Brief Overview about Oxidative stress in Multiple Sclerosis

Multiple sclerosis (MS) is an inflammatory and neurodegenerative disorder of the central nervous system (CNS), characterized by immune-mediated damage to cells in the white and gray matter of the brain, spinal cord, and optic nerve through demyelination and axonal degeneration. Oxidative stress is an imbalance between oxidants and anti- oxidants infavor of the oxidants, leading to a disruption of redox (oxidation reduction) signaling and control and or molecular damage. The ROS are reactive species derived from oxygen that include the superoxide anion (O-), hydrogen peroxide (H2O2), and the hydroxyl radical (OH). The RNS are reactive species derived from nitrogen and include nitric oxide (NO∙) and peroxynitrite (ONOO-).

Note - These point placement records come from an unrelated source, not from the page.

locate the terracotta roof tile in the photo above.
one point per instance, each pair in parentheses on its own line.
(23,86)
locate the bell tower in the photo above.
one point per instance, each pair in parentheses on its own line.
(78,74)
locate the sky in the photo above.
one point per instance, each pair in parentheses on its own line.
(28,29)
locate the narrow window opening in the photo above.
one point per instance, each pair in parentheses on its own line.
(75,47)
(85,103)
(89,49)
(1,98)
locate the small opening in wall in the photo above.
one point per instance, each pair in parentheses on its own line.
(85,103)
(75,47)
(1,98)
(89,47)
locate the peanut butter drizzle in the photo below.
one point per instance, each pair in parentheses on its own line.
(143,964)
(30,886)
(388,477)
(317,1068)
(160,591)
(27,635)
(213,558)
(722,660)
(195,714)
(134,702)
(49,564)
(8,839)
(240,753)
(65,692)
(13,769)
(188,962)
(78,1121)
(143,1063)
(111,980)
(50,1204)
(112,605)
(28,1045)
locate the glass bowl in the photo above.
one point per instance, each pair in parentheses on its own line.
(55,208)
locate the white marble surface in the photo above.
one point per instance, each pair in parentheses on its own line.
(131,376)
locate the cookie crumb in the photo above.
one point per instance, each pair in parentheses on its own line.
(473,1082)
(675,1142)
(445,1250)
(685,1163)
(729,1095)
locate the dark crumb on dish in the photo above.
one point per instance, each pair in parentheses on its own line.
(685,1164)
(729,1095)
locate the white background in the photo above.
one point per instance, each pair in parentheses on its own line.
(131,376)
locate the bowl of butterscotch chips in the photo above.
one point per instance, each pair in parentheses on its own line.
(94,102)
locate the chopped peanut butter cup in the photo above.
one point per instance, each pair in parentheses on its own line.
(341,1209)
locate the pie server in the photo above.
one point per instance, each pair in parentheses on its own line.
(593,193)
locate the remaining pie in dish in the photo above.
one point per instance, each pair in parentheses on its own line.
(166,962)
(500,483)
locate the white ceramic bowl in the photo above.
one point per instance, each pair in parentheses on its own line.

The ROS and RNS are extremely unstable and reactive because they have an unpaired electron in their outer orbital. They take electrons from proteins, lipids, carbohydrates, and nucleic acids, causing damage to biological membranes, genetic material, and other macromolecules. Oxidative stress is induced by externally added oxidants and compounds either stimulating ROS production or weakening antioxidant defense. The development of neurodegeneration in MS is a complex process that may be related to primary apoptosis, synaptopathy, and excitotoxicity associated with glutamate overload, ionic channel dysfunction, calcium overload, mitochondriopathy, proteolytic enzyme production, and activation of apoptotic pathways. It is also important that mitochondrial dysfunction results in an increased production of reactive oxygen species (ROS), which is detrimental to neurons and glia. On the other hand, OS damages the mitochondria, which disrupts the transport of adenosine triphosphate along the axon, and consequently leads to neurodegeneration.